In his article, he cited a tweet from OnlyFans that day that credited pornographers for suspending the new policy: “Thank you to everyone for making your voices heard. We have secured assurances necessary to support our diverse creator community and have suspended the planned October 1 policy change. OnlyFans stands for inclusion and we will continue to provide a home for all creators.”
According to CNBC, OnlyFans has skyrocketed financially since its 2016 founding due primarily to its “looser approach to overtly sexual material,” the very “inclusion” that the tweet may have been referencing.
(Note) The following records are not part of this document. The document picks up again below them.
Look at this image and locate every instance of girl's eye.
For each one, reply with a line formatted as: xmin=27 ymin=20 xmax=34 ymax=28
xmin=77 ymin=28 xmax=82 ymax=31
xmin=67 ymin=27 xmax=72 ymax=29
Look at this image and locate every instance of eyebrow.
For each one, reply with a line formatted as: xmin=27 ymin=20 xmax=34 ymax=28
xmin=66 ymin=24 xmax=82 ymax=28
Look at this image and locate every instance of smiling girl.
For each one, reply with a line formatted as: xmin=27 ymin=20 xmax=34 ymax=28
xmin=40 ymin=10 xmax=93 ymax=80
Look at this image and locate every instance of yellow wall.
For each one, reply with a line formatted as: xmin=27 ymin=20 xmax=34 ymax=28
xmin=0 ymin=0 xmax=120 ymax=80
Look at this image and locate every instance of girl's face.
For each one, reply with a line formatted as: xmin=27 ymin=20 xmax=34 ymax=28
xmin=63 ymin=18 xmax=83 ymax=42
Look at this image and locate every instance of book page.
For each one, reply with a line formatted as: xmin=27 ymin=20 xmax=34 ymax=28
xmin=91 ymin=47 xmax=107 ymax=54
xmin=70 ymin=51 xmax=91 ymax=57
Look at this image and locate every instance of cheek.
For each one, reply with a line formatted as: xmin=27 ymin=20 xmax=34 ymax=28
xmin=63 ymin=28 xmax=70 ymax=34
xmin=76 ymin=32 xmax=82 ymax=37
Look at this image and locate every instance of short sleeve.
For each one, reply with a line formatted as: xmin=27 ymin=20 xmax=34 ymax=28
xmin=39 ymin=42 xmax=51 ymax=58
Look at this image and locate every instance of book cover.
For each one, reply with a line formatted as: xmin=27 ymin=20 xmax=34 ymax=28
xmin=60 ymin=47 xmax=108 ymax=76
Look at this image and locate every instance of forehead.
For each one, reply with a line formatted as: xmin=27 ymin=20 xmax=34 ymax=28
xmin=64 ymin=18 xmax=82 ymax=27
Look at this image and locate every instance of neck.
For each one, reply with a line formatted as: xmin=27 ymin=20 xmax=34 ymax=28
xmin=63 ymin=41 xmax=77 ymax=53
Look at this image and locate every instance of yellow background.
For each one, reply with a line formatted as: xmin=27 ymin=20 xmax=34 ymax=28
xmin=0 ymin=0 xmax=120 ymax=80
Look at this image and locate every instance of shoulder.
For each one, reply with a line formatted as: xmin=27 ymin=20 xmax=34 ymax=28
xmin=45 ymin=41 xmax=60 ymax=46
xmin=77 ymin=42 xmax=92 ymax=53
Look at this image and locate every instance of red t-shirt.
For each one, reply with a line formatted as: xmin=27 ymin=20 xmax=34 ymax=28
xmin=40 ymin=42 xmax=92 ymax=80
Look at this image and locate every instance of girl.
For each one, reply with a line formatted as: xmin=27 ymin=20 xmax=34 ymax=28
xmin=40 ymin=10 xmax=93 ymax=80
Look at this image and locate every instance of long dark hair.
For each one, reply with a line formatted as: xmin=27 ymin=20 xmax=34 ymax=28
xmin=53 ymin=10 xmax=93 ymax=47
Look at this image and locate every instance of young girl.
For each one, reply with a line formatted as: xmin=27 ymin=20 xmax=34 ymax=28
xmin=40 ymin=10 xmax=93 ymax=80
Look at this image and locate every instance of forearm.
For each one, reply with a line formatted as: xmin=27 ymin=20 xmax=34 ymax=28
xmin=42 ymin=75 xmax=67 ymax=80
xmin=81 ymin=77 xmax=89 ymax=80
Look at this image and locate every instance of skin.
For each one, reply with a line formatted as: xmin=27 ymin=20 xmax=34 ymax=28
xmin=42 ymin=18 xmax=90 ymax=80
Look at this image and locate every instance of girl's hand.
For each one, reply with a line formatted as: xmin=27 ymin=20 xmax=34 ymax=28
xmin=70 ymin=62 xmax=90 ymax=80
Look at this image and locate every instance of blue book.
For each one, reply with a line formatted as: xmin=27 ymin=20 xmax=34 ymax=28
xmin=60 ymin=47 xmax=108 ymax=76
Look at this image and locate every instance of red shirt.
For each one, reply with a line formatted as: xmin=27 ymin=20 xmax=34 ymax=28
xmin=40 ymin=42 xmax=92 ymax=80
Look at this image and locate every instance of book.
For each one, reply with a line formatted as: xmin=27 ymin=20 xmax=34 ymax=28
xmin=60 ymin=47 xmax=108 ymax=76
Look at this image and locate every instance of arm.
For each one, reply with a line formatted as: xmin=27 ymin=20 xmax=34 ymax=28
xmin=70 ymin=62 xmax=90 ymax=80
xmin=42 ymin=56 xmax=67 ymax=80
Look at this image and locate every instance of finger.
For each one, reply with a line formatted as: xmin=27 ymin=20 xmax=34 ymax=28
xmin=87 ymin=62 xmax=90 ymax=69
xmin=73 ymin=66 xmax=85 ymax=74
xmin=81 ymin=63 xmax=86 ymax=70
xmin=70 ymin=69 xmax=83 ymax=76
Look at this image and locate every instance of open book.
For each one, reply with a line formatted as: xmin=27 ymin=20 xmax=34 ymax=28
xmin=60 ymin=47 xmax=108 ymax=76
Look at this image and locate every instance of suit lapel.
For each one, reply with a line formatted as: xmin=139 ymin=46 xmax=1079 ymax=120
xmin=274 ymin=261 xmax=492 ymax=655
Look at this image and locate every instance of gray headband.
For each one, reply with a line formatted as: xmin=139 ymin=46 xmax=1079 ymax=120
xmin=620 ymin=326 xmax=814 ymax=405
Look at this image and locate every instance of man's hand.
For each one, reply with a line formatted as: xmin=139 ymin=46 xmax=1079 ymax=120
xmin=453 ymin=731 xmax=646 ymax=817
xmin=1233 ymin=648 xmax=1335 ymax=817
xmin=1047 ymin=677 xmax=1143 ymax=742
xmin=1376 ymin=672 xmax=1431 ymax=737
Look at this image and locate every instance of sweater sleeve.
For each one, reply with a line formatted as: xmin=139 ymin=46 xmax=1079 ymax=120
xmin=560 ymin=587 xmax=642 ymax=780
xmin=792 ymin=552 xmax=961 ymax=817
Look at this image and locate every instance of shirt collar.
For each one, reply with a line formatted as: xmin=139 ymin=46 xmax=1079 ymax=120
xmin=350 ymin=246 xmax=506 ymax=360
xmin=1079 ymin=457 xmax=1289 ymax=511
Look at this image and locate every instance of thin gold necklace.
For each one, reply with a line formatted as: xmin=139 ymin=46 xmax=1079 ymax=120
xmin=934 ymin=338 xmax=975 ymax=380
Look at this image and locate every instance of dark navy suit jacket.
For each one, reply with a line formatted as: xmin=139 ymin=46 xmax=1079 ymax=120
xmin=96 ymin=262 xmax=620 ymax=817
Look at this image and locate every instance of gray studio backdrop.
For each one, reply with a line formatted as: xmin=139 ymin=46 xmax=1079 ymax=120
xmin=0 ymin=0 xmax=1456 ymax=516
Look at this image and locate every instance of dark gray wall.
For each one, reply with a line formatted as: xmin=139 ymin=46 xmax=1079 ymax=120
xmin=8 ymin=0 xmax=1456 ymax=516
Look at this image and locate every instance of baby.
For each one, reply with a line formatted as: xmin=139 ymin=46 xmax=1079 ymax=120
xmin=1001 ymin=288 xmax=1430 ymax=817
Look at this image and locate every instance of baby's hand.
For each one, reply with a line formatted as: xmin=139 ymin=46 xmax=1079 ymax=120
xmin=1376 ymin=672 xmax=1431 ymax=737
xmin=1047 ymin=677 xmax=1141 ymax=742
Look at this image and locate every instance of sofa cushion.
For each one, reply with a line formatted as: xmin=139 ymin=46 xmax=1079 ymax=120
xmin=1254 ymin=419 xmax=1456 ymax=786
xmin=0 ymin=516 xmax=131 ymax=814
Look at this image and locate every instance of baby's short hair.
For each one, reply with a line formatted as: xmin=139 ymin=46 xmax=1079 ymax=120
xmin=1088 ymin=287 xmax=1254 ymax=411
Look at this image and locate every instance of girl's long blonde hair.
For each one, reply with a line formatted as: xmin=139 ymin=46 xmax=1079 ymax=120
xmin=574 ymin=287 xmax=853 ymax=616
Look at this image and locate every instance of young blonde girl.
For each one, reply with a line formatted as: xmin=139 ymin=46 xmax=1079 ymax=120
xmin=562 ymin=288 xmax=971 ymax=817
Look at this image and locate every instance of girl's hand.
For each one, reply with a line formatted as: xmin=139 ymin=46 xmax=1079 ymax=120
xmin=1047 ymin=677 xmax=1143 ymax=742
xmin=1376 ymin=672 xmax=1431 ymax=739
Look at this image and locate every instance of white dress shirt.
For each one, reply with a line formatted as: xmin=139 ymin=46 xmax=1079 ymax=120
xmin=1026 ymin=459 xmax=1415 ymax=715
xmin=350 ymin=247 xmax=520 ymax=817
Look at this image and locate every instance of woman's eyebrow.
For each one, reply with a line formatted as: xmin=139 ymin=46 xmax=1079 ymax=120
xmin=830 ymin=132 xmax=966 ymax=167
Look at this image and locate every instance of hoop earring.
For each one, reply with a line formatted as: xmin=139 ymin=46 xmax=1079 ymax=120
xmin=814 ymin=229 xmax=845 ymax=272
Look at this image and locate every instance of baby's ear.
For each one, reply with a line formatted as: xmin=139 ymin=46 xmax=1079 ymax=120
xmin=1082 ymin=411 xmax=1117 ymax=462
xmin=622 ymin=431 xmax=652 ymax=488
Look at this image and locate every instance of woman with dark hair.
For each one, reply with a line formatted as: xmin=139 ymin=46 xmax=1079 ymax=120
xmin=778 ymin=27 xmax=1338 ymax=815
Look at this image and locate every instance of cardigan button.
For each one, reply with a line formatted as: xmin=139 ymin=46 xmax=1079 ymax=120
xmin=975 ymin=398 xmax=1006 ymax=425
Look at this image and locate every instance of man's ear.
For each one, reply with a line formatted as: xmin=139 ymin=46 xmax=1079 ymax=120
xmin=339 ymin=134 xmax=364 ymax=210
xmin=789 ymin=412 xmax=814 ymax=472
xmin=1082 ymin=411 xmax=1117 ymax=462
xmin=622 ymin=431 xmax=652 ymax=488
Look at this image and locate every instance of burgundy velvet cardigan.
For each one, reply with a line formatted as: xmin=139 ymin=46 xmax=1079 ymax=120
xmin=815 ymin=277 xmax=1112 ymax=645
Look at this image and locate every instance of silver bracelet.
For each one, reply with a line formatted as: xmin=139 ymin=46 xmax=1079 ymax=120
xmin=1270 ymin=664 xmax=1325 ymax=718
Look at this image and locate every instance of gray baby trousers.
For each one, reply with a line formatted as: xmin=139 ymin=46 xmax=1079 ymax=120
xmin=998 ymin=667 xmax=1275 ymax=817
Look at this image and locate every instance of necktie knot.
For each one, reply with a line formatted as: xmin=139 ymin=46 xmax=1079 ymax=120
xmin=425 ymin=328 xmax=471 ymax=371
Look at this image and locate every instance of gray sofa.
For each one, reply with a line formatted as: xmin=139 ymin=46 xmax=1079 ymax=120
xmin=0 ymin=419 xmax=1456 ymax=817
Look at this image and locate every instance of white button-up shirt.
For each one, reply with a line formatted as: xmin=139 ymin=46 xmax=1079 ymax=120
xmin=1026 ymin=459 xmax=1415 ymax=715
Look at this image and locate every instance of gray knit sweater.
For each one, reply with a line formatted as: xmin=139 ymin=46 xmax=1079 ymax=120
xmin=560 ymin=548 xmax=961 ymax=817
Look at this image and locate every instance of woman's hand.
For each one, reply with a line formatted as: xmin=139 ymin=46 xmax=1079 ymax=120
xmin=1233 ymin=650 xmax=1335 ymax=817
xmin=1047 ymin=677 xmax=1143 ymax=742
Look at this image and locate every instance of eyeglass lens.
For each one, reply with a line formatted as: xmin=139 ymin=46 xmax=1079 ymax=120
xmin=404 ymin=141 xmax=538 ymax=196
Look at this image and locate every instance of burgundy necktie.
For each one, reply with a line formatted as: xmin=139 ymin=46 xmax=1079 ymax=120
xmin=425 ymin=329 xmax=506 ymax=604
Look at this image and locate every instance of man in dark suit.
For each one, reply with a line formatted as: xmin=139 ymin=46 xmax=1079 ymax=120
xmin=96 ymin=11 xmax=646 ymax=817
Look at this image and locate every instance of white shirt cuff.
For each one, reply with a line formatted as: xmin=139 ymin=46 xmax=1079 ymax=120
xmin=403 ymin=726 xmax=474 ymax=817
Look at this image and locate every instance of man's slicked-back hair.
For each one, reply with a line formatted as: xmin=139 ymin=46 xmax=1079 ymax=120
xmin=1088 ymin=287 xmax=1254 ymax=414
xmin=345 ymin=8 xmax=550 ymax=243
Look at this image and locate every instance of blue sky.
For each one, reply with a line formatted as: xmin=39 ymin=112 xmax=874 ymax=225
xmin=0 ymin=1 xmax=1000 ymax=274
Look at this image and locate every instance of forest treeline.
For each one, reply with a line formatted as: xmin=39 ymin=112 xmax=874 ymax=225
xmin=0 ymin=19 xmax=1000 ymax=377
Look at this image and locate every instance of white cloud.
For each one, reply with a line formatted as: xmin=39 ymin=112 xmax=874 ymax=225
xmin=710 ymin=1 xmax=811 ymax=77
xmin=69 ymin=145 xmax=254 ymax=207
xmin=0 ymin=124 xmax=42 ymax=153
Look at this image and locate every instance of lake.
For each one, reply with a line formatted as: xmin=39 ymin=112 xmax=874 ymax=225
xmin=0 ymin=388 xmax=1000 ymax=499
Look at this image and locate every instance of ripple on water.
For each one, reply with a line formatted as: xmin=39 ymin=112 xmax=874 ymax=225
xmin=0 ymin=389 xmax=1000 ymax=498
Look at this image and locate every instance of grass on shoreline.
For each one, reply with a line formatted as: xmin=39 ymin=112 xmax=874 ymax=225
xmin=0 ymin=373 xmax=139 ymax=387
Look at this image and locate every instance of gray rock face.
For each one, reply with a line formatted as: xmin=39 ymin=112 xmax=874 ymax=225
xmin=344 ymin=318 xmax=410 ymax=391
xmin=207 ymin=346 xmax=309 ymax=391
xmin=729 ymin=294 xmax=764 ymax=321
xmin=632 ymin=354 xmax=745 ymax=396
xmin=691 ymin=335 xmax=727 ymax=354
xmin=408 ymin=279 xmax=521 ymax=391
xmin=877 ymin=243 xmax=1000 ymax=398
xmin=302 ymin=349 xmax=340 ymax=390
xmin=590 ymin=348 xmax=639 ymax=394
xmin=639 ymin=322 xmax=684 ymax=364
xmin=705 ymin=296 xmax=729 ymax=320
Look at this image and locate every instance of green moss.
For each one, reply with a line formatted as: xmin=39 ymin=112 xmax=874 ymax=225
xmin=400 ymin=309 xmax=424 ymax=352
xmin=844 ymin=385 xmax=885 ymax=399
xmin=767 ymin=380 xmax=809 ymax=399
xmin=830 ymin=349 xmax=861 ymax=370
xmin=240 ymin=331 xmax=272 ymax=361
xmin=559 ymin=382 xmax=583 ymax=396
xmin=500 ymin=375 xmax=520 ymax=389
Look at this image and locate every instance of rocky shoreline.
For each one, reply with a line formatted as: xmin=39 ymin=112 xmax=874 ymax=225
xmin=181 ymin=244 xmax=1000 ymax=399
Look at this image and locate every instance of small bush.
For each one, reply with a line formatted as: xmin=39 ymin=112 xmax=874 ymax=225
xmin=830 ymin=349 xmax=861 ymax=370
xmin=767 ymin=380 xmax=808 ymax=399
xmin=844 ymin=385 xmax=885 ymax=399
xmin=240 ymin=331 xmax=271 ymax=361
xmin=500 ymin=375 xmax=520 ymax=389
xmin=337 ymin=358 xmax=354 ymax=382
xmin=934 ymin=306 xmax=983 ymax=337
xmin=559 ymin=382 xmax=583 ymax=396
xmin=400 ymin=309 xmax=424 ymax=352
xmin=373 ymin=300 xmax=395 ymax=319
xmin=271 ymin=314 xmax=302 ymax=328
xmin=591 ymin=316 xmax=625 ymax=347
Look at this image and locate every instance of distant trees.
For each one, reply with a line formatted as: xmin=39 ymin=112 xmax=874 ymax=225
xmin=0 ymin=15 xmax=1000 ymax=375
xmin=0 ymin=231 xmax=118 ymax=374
The news outlet reports that after only five years of operation, OnlyFans had more than 130 million users, 2 million content creators, and $150 million dollars in cash flow last year.
Reporting on the story earlier this week, Browne cited an interview that OnlyFans CEO Tim Stokely recently did with the Financial Times in London that made it clear the company was not restricting inappropriate content due to any moral principles.
“The short answer is banks,” Stokely told the publication, naming JP Morgan, BNY Mellon, and Great Britain’s Metro Bank as some of the institutions that had pressured him.
In last week’s announcement, OnlyFans had said it still intended to allow nude images and softcore pornographic videos after the new policy started on Oct. 1. Now the company will not have to worry about defining the difference between those two things and enforcing it online.
Upon hearing of the company suspending its ban on explicit content, pornographers and pornography users rejoiced Tuesday on twitter, offering discounts in honor of the decision that pro-pornography critics had said would contribute to ‘shaming’ women who sell themselves online.
But Laila Mickelthwait, who founded and directs the Justice Defense Fund in an effort to expose the non-consensual dark side of the internet porn industry’s reliance on sex trafficking, tweeted that the “sex worker” industry exploits and destroys women through platforms like OnlyFans that care more about profit than people.
“Per OnlyFans own terms of service they make billions of dollars off of sex acts but they say they are not responsible for reviewing or moderating content and are under ‘no obligation’ to monitor content to detect terms of service breaches which include illegal content,” Mickelwait wrote in a Tuesday tweet, including a screen shot that shows their complicity in sex crimes.
Mickelwait has also gone after the website PornHub, which she said in an Aug. 22 tweet has “monetized sex crime” online.
It seems that OnlyFans, perhaps the world’s biggest social media platform for explicit pornography, will be a venue for the world’s oldest profession at least a while longer.
But if more women like Mickeltwait speak up to public and private regulators, the platform’s days of peddling smut may be numbered.